Après cette analyse de la situation politique qui prouve que Sundee Bedaysee a bien suivi les cours de son leader, passons à la question qui fâche. Celle qui fait partie de la réflexion politique, mais dont on ne parle jamais. En tout cas pas en public : l’importance de l’appartenance ethno castéiste en politique. Le fait que votre prénom soit Sundee, que vous portiez le saree et faites partie d’une caste bien précise est un avantage pour faire de la politique au MMM ? La réponse vient après une longue hésitation. « C’est un fait que l’appartenance ethnique joue un rôle dans la politique mauricienne. Mais je ne suis pas sûre que cela soit un avantage ou soit suffisant. Pour avancer, il faut travailler, faire ses preuves pour pouvoir gravir les échelons au MMM. Je ne suis pas qu’une femme qui porte un sari ! » Vous êtes aussi une femme divorcée. Est-ce que cela est un handicap pour faire de la politique ? « C’est ma situation et je ne l’ai jamais caché. J’ai toujours dit que j’avais 48 ans et j’étais une mère de famille. On ne m’a jamais questionné sur le fait que je sois divorcée parce sans doute la société a évolué sur ce sujet, heureusement. On se préoccupe plus de savoir si je peux apporter quelque chose qu’à mon statut matrimonial. » Et ce fils, comment prend-il le fait que sa mère fasse de la politique active ? « Il est un peu habitué dans la mesure où je fais de la politique active depuis bien avant sa naissance. Il est d’ailleurs venu m’aider pour les dernières élections générales. Avant de poser ma candidature pour le poste de présidente de l’aile féminine, j’ai eu une discussion avec lui, surtout qu’il va entamer sa dernière année du secondaire. Il m’a donné son accord. C’est également le cas de ma famille qui m’a toujours soutenue dans mes prises de décisions. » Est-ce que le fils de la présidente de l’aile féminine mauve s’intéresse à la politique ? « Comme tous les jeunes de son âge, mon fils me dit que la politique ne l’intéresse pas. Que les politiciens sont dépassés, à commencer par moi. Ce qui ne l’empêche pas de suivre l’évolution de la situation, de se tenir au courant, de discuter avec ses amis — surtout sur internet —, de donner son avis et même de me contester parfois. »
La présidente de l’aile féminine est, de facto, membre du BP.  Elle a donc un ticket assuré aux prochaines élections ? « Tous les membres du BP ne sont pas automatiquement assurés d’un ticket, comme vous le dites, avec un peu de méchanceté.
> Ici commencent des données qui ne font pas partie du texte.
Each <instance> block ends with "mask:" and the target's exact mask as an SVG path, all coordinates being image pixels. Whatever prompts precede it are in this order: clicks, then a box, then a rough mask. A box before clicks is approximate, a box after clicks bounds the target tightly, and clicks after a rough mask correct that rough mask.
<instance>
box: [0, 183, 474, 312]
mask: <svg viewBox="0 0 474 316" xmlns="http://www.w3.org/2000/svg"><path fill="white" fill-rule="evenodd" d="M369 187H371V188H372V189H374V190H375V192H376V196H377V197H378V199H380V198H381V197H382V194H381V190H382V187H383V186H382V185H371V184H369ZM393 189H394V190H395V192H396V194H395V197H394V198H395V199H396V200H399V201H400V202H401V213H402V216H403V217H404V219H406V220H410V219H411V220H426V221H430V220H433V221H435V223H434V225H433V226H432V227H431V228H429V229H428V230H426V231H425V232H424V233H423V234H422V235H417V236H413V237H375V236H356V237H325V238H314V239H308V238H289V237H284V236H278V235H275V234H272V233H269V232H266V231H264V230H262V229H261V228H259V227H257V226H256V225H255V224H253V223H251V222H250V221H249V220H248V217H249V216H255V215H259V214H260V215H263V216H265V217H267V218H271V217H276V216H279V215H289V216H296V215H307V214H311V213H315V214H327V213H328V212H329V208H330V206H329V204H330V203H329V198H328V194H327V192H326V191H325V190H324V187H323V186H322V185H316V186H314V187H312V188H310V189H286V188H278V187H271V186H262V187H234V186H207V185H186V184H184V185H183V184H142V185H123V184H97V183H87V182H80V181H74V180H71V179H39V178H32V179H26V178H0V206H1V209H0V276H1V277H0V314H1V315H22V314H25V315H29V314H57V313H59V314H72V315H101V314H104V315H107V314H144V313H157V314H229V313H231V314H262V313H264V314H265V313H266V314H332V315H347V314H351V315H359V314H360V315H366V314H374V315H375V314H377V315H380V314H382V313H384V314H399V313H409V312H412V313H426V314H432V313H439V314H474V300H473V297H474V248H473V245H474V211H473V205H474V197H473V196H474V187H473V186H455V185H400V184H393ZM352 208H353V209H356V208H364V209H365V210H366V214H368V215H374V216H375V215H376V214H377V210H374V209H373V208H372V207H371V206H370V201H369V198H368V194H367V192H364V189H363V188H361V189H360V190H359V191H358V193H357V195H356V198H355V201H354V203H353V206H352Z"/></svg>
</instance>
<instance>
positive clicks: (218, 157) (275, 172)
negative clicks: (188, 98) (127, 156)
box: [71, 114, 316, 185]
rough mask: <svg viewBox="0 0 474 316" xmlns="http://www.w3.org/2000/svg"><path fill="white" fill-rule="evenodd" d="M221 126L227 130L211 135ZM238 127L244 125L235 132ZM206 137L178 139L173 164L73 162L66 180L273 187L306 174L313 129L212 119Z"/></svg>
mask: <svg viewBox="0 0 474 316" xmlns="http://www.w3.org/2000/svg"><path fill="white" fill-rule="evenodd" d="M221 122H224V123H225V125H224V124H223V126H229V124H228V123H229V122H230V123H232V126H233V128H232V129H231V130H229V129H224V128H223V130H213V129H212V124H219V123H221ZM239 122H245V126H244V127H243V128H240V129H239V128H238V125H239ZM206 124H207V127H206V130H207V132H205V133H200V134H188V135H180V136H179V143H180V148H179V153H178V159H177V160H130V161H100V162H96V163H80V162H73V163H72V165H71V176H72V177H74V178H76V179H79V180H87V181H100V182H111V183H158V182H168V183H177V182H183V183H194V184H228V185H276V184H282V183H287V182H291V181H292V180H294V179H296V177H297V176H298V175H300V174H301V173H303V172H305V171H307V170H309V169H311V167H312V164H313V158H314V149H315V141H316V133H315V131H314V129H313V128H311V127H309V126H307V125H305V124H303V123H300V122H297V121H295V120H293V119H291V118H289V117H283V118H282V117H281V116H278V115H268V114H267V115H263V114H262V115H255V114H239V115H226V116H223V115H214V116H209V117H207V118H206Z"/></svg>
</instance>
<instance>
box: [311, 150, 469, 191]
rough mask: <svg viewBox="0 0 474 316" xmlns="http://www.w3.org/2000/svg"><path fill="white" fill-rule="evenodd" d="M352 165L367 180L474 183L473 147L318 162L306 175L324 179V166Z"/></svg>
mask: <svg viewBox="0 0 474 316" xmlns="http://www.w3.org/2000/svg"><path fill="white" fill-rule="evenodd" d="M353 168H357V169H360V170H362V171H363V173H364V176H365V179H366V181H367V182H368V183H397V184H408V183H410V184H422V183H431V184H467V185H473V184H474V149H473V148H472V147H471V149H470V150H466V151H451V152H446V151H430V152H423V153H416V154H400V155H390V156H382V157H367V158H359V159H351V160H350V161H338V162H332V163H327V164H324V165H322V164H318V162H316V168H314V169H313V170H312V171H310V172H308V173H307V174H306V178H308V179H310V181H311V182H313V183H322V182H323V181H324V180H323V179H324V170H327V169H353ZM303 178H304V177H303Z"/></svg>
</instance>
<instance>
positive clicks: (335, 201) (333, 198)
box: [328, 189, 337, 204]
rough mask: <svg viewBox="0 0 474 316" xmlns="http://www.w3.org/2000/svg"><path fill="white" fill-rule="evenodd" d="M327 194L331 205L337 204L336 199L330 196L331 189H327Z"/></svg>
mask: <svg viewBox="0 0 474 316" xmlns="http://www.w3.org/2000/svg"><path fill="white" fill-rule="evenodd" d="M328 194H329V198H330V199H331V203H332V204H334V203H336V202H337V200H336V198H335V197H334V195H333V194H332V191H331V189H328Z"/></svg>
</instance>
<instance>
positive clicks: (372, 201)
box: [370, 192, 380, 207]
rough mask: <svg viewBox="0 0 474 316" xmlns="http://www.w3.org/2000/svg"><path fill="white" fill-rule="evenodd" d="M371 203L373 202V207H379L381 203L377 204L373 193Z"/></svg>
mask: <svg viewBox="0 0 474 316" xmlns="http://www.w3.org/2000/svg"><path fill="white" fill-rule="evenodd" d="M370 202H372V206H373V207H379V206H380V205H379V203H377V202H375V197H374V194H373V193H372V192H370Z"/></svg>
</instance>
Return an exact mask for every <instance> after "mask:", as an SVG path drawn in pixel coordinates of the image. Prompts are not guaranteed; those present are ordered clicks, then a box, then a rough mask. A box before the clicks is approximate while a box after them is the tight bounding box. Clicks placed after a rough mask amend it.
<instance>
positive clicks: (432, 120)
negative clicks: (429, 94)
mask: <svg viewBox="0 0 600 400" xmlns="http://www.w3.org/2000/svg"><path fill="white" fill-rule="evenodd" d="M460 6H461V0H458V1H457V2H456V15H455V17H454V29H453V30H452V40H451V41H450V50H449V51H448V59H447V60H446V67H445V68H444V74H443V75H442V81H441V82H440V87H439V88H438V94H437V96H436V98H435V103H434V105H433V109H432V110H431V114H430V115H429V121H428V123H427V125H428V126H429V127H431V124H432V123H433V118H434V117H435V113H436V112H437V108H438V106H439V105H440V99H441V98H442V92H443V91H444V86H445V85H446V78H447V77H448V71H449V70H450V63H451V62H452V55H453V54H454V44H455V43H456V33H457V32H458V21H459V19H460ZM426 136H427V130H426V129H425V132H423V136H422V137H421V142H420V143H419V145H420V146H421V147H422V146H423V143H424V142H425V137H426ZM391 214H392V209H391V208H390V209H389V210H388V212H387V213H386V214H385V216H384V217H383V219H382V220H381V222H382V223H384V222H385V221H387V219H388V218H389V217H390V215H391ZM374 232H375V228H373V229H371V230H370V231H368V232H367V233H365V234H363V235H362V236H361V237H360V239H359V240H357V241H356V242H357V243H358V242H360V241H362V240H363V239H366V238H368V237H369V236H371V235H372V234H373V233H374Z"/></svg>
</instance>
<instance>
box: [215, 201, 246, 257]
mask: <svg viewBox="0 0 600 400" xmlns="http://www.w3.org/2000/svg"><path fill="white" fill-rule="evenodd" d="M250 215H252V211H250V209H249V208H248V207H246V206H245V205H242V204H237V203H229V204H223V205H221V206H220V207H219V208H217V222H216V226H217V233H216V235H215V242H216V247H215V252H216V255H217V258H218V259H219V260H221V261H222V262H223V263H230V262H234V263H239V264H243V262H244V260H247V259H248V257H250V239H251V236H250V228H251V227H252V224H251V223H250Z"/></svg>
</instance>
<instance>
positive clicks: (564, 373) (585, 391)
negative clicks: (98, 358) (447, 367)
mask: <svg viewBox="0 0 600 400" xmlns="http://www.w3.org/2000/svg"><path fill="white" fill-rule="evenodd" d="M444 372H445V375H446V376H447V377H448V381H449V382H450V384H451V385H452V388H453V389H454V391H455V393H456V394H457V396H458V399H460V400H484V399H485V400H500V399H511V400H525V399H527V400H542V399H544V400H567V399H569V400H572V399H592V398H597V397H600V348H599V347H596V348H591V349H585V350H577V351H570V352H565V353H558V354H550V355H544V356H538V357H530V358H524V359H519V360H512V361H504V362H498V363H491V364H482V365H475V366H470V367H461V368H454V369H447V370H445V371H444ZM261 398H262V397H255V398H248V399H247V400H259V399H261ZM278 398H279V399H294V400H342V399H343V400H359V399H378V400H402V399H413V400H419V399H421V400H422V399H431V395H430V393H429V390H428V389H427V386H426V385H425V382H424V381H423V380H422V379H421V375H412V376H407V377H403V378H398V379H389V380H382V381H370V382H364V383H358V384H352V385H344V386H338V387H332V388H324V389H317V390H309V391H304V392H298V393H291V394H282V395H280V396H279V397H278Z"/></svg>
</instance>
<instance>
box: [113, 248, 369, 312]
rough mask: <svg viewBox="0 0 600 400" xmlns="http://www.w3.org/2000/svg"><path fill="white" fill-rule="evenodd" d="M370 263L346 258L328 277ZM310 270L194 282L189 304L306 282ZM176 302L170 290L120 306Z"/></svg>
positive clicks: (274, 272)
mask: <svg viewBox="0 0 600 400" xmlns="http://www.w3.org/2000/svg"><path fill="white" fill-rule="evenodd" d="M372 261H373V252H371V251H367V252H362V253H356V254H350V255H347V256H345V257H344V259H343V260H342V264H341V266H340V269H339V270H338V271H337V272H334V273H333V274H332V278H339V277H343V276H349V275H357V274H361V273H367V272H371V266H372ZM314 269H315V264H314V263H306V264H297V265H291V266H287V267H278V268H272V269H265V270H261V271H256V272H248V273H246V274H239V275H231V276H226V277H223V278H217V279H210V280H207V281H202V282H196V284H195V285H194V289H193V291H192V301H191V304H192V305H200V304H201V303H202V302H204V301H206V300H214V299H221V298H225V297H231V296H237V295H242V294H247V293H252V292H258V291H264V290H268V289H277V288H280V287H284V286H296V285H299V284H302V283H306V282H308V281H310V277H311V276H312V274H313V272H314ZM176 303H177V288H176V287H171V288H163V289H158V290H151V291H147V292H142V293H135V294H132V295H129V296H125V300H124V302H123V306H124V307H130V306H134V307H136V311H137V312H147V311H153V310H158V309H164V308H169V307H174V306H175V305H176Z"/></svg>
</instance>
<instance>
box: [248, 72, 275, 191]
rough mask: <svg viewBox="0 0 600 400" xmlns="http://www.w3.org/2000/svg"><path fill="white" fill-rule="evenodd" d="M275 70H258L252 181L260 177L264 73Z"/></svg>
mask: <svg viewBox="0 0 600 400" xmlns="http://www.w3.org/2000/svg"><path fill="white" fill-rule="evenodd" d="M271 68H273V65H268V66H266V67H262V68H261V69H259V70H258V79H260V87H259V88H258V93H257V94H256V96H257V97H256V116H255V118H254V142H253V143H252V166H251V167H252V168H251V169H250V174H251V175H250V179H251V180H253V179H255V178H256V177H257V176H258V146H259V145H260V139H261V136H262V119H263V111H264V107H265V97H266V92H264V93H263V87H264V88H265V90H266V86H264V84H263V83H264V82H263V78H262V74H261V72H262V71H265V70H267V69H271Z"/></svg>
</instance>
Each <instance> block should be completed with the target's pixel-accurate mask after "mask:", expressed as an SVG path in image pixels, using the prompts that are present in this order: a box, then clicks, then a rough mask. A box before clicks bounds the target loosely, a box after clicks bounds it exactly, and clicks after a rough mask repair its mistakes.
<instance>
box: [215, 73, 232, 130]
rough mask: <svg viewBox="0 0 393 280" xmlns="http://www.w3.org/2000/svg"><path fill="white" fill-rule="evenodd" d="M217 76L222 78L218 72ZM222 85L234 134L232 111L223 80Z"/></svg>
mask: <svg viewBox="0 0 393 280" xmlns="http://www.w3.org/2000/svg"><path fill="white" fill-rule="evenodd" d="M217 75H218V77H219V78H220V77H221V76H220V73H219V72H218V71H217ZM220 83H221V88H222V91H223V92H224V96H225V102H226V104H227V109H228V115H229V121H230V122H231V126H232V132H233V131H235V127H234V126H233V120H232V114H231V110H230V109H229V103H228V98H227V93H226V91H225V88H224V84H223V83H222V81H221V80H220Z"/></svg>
Il faut mériter ce ticket, faire ses preuves, travailler pour cela. » Un peu de méchanceté pour terminer ce portrait : est-ce que finalement le poste de présidente de l’aile féminine du MMM n’est pas un poste décoratif, juste pour dire que le MMM est un parti féministe ? « Je ne suis pas une vase à fleurs, un objet décoratif en politique ! Je trouve injuste qu’on pose toujours ce genre de question à une femme qui fait de la politique. Pourquoi est-ce qu’on ne demande jamais si un homme a été élu ou nommé à un poste juste pour faire de la figuration ? Juste pour faire jolie sur la photo, comme on le dit des femmes. Vous voyez : il y a beaucoup de travail à faire pour changer la perception que l’on a des femmes en politique à Maurice ! C’est une des tâches de la commission des femmes du MMM. »
Dernière question : une femme leader du MMM, c’est une éventualité ou un rêve ?  « L’avenir nous le dira. Si une femme a les compétences nécessaires, il n’y a aucune raison pour qu’elle ne devienne pas leader. Elle doit faire ses preuves et avoir sa chance comme les autres. » Vous avez ces compétences-là ? « Je viens à peine d’être élue présidente de l’aile féminine. Bien faire fonctionner cette commission avec mon équipe est mon objectif prioritaire. Le reste, s’il y a un reste, viendra après. »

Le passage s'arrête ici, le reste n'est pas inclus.